La solvabilité de l’État est une marque de bonne santé économique d’où découle un cercle vertueux. Plus un État est solvable, plus il peut refinancer de nouvelles dettes en empruntant à des taux d’intérêt relativement bas comme c’est le cas de l’Allemagne qui inspire confiance aux marchés financiers. 

L’État ne remboursera jamais sa dette ! 
Avec une dette atteignant les 200% du PIB, le Japon est un cas spectaculaire. Pourtant, les autorités nippones sont loin d’en avoir des sueurs froides. On imagine mal qu’un jour, l’État japonais puisse rembourser l’intégralité de sa dette, soit l’équivalent de deux fois son PIB. En réalité, aucun État n’est incité à le faire. A la différence d’un individu, la dette d’un État n’a pas pour objectif d’être résorbée. En tant qu’entité publique, l’État est immortel (son horizon de vie est infini) et il n’a pas vocation à rembourser l’intégralité de cette dette. Au contraire : disposer d’une dette est une situation normale. Ce qui importe c’est d’assurer la solvabilité de la dette. Un État qui peut rembourser régulièrement les intérêts de sa dette est un État qui peut emprunter.

 

Soutenables, à tout prix ? 

Pour résorber sa dette, l’État et ses concitoyens y compris, doivent se serrer la ceinture. Cela peut se faire en augmentant les impôts ou en réduisant les dépenses par exemple, comme le ferait une politique d’austérité. Difficile de comprendre comment une notion aussi abstraite que la dette puisse contraindre les citoyens dans leur quotidien. Mais gérer la dette n’est pas qu’une question économique, « elle relève aussi d’un contrat social » comme l’explique Gilles Dufrénot. Lorsqu’un pays ne stabilise pas sa dette, cela se répercute par des instabilités chroniques. 

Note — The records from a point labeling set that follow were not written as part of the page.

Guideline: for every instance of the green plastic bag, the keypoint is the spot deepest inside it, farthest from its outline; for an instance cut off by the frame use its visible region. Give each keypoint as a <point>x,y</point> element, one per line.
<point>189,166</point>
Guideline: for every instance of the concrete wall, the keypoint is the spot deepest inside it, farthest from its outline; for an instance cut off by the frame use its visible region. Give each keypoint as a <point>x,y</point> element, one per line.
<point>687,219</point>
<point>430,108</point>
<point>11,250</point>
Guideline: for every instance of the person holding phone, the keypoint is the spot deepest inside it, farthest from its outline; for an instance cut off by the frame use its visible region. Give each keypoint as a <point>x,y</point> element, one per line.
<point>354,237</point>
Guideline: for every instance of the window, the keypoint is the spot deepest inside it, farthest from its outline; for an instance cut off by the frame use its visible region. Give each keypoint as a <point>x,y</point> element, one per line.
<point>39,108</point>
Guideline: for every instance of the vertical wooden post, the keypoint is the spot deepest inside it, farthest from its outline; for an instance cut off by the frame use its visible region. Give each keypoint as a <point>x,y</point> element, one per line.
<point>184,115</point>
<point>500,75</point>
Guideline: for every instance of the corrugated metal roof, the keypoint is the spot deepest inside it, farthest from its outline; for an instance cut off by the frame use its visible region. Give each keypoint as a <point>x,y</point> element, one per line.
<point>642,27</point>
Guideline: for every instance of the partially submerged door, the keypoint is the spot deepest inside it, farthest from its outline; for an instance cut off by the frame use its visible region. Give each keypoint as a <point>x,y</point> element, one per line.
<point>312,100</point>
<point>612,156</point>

Quels sont les sacrifices que la population est prête à faire pour conserver une stabilité économique et une croissance à long-terme ? Le mouvement des Gilets jaunes a montré les limites fixées par la population française. La suppression des services publics et des acquis sociaux a fait naître la colère des premiers concernés qui n’entendaient pas répondre à ce qu’ils considèrent comme un diktat de la dette publique. 

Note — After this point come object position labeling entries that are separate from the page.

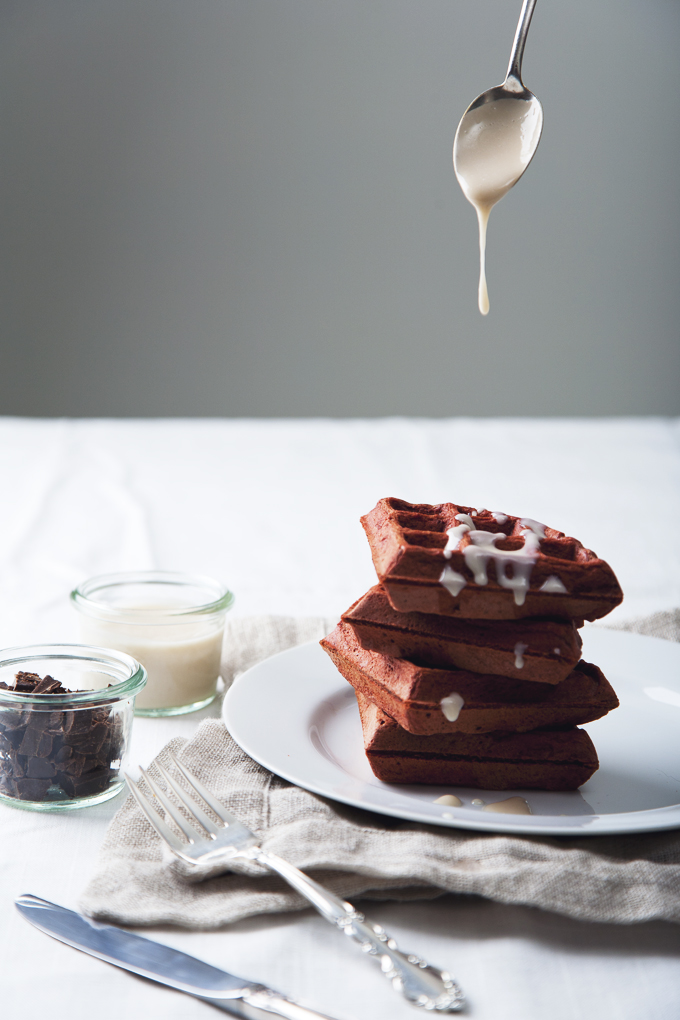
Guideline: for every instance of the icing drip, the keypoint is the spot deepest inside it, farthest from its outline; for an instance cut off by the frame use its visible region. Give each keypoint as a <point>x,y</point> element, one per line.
<point>452,580</point>
<point>456,533</point>
<point>553,584</point>
<point>513,806</point>
<point>466,519</point>
<point>482,549</point>
<point>521,561</point>
<point>451,706</point>
<point>520,649</point>
<point>533,525</point>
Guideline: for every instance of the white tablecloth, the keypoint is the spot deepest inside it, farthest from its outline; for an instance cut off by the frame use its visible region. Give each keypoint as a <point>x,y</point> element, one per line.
<point>272,508</point>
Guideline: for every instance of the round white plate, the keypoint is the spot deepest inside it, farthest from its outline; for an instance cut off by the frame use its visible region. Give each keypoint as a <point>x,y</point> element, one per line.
<point>295,714</point>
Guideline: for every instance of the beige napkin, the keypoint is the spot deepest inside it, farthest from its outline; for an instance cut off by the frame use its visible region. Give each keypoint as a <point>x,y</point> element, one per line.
<point>358,854</point>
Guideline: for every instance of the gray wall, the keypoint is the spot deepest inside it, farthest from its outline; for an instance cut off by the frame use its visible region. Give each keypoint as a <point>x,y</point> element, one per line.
<point>248,207</point>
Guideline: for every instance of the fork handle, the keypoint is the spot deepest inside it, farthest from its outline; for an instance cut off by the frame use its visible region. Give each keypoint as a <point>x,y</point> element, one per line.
<point>421,983</point>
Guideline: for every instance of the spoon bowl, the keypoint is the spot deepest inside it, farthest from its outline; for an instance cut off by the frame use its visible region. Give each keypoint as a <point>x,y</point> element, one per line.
<point>495,141</point>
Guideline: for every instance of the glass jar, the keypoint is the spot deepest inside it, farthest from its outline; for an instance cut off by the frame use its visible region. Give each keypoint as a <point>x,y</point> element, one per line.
<point>65,750</point>
<point>172,623</point>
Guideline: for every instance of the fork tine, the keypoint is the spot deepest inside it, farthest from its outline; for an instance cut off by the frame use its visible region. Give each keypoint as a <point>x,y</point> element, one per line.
<point>171,810</point>
<point>211,801</point>
<point>152,815</point>
<point>189,802</point>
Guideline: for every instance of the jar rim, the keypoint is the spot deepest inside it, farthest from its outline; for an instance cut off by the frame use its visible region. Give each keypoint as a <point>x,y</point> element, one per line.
<point>85,596</point>
<point>23,654</point>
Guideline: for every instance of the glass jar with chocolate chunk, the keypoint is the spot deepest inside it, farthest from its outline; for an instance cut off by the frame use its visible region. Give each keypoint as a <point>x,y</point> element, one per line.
<point>65,720</point>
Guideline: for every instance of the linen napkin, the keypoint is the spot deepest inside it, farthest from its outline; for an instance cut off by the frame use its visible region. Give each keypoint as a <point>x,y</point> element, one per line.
<point>623,878</point>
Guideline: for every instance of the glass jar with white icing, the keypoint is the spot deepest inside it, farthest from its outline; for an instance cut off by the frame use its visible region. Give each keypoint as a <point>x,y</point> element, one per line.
<point>172,623</point>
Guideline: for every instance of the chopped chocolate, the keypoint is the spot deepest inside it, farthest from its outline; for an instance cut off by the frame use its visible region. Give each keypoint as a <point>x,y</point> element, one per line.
<point>56,755</point>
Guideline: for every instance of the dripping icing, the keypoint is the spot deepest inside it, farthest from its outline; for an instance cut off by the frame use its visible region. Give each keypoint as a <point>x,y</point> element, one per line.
<point>482,549</point>
<point>450,801</point>
<point>513,806</point>
<point>520,649</point>
<point>452,705</point>
<point>553,584</point>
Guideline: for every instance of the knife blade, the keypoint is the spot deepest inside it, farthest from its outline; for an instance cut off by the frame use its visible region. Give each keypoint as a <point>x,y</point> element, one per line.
<point>161,963</point>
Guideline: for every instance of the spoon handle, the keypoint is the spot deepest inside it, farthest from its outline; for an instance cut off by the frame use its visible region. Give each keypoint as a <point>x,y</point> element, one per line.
<point>515,65</point>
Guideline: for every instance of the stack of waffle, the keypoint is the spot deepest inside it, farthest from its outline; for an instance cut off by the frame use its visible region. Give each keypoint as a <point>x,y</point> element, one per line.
<point>465,658</point>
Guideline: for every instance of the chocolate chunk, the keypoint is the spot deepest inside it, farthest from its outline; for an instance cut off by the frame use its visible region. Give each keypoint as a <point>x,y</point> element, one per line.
<point>42,751</point>
<point>36,742</point>
<point>39,768</point>
<point>33,789</point>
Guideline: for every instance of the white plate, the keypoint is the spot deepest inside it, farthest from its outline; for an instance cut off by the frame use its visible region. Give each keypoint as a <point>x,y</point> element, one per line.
<point>296,715</point>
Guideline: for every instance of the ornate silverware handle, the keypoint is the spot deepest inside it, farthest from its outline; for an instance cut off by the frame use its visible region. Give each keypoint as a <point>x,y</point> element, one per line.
<point>421,983</point>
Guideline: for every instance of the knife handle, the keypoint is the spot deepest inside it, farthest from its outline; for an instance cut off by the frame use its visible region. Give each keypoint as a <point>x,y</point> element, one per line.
<point>417,980</point>
<point>260,1003</point>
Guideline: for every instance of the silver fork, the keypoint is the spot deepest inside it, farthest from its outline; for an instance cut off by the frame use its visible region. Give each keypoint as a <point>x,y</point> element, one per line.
<point>417,980</point>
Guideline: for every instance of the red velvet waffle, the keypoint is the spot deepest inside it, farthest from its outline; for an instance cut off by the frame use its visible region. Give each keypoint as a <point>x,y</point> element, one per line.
<point>543,759</point>
<point>413,695</point>
<point>528,570</point>
<point>543,651</point>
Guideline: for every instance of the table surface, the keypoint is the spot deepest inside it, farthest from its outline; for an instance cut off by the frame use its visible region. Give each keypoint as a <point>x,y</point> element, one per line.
<point>271,507</point>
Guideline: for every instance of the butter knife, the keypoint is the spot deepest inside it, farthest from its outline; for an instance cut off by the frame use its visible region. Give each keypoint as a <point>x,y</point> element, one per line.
<point>161,963</point>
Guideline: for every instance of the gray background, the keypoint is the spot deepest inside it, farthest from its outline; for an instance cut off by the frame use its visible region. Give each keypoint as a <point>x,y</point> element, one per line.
<point>248,207</point>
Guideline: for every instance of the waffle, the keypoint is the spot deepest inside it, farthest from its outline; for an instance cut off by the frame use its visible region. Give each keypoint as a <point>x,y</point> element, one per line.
<point>544,759</point>
<point>413,695</point>
<point>439,559</point>
<point>543,651</point>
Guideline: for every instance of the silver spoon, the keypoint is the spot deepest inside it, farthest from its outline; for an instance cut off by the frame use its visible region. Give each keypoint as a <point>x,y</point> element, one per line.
<point>495,141</point>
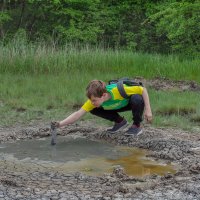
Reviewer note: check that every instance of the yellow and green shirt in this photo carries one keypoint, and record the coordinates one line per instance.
(116, 101)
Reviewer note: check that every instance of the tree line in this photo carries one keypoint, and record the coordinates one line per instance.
(163, 26)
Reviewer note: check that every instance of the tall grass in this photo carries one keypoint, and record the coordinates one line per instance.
(24, 58)
(48, 82)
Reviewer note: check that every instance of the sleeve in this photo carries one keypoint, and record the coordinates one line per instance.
(130, 90)
(88, 106)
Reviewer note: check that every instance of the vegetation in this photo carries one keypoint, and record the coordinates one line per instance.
(43, 83)
(50, 50)
(136, 25)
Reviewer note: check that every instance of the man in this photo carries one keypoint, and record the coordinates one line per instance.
(107, 102)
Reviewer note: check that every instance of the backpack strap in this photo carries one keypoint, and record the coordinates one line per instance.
(121, 89)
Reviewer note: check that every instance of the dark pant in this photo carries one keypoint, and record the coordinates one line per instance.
(136, 104)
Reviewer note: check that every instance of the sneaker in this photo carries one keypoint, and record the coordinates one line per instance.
(118, 126)
(134, 131)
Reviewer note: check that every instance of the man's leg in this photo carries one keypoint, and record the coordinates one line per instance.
(137, 107)
(110, 115)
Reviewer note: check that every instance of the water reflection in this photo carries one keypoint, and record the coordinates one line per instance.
(87, 156)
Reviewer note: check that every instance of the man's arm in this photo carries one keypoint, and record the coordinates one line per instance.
(147, 113)
(72, 118)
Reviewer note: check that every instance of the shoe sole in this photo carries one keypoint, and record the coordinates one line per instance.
(132, 134)
(123, 127)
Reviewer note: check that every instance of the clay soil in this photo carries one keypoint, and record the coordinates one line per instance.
(19, 181)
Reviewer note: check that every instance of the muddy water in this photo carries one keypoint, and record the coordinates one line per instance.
(79, 154)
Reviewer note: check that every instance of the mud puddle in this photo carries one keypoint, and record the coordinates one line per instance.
(78, 154)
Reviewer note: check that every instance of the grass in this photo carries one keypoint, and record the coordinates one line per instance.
(46, 83)
(41, 59)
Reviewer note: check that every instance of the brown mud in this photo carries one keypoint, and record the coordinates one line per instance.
(31, 181)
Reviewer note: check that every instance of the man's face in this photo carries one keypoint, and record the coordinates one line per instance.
(97, 101)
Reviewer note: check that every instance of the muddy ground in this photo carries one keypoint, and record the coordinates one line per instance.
(32, 181)
(18, 181)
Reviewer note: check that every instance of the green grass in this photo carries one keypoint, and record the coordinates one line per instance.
(41, 59)
(45, 83)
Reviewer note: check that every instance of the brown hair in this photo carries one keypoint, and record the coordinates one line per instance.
(95, 88)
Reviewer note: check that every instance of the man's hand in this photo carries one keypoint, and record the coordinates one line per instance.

Un tel exemple montre les obstacles qui barrent la route au gouvernement lorsqu’il s’agit d’agir contre le surendettement. A la suite de 2008, d’autres moyens ont été trouvés pour atténuer le problème. Les exécutifs européens ont fait appel à la Banque Centrale Européenne. Mais là non plus, ces pratiques ne font pas l’unanimité. 

Photo de coffres de banque

La Superbanque au secours de l’État ? 

La manière dont les États ont résorbé la crise de 2008 a plongé dans l’embarras ceux qui plaidaient pour une stricte indépendance de la Banque Centrale Européenne, comme c’est le cas depuis 1993 avec la Banque de France. La BCE est venue à la « rescousse » des États pour assurer leur solvabilité. Elle a réagi via des politiques non-conventionnelles, ce qui a conduit de facto à une situation que les économistes appellent la « dominance budgétaire ». 

Ces opérations chirurgicales sont censées être exceptionnelles mais elles ont duré dans le temps. Elles ont fait craindre la réapparition d’une « répression financière » (comme cela avait été observé parès la seconde guerre mondiale dans les années 1950 à 1980), autrement dit, d’une mainmise étatique dans le système financier. 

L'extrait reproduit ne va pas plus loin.